Salaires : une augmentation en trompe-l’œil

03 Octobre 2018

Au 1er octobre, les salariés du privé verront la complète disparition des cotisations chômage sur leur fiche de paie. Le gouvernement prétend ainsi donner un coup de pouce pour compenser la hausse de la CSG de 1,7 % effectuée en janvier 2018.

Pour un salarié au smic, le gain serait de 17 euros par mois, alors qu’un cadre gagnant 3 500 euros verrait sa paie augmenter de 51 euros. Même si ces quelques euros ne représentent pas rien pour un salarié au smic, ils cachent une attaque sournoise contre tous les travailleurs.

D’abord, la somme ne serait pas la même pour tous, d’autant que les fonctionnaires, les retraités ou les chômeurs, eux, ne verront rien venir, même s’ils ont aussi payé l’augmentation de la CSG.

Bien sûr, la part dite patronale des cotisations chômage continuera d’être prélevée, mais elle n’augmentera pas. Autrement dit, la disparition de la part salariale ne sera pas compensée. Le patronat ne devra pas cotiser plus à l’Assurance chômage, alors qu’il est responsable des licenciements. Ce sont donc les chômeurs, les travailleurs, qui verront les conséquences avec la baisse des ressources des caisses de l’Assurance chômage.
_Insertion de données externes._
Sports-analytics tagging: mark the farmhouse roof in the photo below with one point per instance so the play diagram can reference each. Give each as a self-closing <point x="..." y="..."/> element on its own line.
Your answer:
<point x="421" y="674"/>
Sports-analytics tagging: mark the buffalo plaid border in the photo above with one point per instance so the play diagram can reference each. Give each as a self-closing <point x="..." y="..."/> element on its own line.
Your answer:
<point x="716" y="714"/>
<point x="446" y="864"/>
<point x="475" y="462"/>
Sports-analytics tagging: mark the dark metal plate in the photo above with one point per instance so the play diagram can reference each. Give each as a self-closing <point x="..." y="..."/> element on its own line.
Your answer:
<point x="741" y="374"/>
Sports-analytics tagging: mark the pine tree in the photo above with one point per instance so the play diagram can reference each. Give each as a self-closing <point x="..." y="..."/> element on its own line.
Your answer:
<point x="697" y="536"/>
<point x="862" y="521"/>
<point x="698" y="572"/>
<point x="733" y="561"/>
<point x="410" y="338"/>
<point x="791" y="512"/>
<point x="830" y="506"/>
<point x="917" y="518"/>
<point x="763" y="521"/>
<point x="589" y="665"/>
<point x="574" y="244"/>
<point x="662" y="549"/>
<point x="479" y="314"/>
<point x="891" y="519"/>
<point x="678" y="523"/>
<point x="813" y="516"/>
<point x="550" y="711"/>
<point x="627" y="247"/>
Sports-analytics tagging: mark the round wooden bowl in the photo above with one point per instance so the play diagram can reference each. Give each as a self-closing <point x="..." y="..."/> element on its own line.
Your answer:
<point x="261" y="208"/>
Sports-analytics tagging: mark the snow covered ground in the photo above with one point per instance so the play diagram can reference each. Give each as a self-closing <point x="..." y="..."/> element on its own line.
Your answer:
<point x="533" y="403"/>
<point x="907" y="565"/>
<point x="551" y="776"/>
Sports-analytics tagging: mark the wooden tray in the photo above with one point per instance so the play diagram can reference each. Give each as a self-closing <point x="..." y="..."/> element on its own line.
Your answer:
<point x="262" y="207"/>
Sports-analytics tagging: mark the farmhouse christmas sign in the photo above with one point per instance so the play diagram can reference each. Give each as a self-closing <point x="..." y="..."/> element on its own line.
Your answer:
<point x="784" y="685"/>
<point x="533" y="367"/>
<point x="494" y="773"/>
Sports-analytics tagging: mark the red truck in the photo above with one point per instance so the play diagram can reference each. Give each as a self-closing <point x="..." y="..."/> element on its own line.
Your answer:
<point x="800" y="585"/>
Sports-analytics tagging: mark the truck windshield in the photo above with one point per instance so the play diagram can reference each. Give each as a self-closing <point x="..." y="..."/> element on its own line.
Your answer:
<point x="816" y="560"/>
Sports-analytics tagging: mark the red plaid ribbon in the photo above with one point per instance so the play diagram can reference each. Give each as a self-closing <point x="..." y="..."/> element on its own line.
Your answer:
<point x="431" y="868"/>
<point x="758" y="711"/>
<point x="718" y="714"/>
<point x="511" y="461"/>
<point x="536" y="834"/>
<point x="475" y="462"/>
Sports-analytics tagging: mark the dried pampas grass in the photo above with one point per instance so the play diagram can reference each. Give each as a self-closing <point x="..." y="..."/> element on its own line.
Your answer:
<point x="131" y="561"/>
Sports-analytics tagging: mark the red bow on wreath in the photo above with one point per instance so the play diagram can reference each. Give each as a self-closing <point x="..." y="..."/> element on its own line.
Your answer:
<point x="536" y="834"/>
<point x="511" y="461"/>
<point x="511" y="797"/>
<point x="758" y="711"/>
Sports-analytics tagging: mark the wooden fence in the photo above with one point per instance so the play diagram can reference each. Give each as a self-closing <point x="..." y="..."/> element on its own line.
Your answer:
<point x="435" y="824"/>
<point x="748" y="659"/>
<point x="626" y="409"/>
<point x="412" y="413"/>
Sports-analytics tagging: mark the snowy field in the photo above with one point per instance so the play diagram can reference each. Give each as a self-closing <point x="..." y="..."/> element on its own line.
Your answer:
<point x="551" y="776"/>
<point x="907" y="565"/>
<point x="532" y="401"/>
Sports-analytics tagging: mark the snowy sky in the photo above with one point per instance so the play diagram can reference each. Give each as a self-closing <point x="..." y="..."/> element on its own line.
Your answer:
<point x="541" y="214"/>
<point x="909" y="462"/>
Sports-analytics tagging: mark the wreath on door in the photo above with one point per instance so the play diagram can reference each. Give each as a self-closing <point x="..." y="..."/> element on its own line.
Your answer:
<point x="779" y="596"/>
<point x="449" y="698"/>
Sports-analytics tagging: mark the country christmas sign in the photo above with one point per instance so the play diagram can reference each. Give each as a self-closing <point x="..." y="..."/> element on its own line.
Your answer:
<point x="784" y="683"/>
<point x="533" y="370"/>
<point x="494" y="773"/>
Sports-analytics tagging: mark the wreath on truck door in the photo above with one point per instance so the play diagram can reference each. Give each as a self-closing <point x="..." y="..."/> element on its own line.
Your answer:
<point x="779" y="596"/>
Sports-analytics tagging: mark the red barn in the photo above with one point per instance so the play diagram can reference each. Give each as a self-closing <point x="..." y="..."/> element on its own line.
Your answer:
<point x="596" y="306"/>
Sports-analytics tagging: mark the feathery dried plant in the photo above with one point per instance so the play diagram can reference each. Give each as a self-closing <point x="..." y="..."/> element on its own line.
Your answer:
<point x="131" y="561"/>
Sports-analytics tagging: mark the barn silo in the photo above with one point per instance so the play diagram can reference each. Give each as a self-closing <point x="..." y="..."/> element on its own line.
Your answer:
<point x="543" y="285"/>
La même semaine, le Premier ministre, Édouard Philippe, et la ministre du Travail, Muriel Pénicaut, ont d’ailleurs commencé une nouvelle campagne contre les chômeurs. Ils annoncent vouloir réaliser plus de trois milliards d’économies sur leur dos. Plusieurs pistes sont à l’étude, dont celle d’augmenter la dégressivité des droits des chômeurs, ou de leur imposer d’attendre six mois, au lieu de quatre, pour prétendre à une allocation. Dans tous les cas, le gouvernement envisage une baisse des droits des chômeurs.

Alors, cette suppression d’une partie des cotisations sociales qui entraînera une baisse des droits des chômeurs n’a rien d’une vraie augmentation de salaire, qui nécessiterait de prendre sur les profits des patrons.